Gebruik de cmdlet Invoke-Command om procesgegevens van een externe computer op te halen. Zie Invoke-Commandvoor meer informatie.
In Windows kunt u de WMI-klasse (Windows Management Instrumentation) gebruiken Win32_Process in PowerShell als alternatief voor Get-Process. Voor meer informatie, zie:
De standaardweergave van een procesobject is een tabelweergave met de volgende kolommen.

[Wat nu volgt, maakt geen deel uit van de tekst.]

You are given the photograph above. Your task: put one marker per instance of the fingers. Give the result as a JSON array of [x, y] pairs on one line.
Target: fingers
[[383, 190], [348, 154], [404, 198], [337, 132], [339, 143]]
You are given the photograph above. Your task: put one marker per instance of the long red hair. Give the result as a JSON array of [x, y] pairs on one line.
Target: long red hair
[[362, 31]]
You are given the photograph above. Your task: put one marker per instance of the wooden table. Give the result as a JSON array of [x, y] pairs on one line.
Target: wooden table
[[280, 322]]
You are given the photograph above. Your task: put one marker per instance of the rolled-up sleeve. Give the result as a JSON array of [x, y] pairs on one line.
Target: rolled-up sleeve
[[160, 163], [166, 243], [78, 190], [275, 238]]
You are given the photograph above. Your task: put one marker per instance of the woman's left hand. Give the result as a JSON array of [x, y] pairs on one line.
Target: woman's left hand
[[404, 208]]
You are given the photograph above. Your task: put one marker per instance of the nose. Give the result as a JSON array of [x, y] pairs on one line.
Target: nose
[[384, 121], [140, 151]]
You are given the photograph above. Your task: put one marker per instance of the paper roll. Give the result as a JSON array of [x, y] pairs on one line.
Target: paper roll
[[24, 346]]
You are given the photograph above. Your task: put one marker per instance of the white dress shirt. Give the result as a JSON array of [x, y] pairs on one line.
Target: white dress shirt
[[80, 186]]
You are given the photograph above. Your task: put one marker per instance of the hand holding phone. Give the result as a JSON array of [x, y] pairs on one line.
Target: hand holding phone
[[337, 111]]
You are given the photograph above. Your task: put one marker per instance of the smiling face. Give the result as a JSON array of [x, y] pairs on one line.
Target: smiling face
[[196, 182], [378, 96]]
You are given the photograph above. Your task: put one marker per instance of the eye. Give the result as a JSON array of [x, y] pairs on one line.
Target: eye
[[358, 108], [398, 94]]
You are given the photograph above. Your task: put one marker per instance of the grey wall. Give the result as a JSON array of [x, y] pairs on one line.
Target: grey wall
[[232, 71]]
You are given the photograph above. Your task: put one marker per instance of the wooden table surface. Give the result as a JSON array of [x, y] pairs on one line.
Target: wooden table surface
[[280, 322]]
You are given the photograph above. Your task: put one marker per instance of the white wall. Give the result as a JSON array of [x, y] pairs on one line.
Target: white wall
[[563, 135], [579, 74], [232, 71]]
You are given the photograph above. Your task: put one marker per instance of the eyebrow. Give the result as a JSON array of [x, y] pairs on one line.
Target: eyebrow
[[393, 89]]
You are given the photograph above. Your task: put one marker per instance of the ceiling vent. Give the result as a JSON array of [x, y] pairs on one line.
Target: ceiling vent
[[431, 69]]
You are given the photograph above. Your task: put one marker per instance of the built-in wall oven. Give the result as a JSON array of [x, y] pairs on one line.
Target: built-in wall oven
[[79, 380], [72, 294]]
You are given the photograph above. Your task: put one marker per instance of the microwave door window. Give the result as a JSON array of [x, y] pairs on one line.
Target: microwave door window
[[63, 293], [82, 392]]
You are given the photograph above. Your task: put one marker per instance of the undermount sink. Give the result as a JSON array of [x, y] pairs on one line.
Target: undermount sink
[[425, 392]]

- NPM(K): de hoeveelheid niet-paginageheugen die het proces gebruikt, in kilobytes.
- PM(M): de hoeveelheid wisselbaar geheugen dat het proces gebruikt, in megabytes.
- WS(M): De grootte van de werkset van het proces, in megabytes. De werkset bestaat uit de pagina's met geheugen waarnaar onlangs is verwezen door het proces.
- CPU('s): de hoeveelheid processortijd die het proces in seconden voor alle processors heeft gebruikt.
- id: de proces-id (PID) van het proces.
- SI: De sessie-id van het proces.
- ProcessName: de naam van het proces.
U kunt de ingebouwde alternatieve weergaven gebruiken voor procesobjecten die beschikbaar zijn met Format-Table, zoals StartTime en Priority. U kunt ook uw eigen weergaven ontwerpen.
Zie Proceseigenschappen en Procesmethoden voor een beschrijving van alle beschikbare procesobjectleden.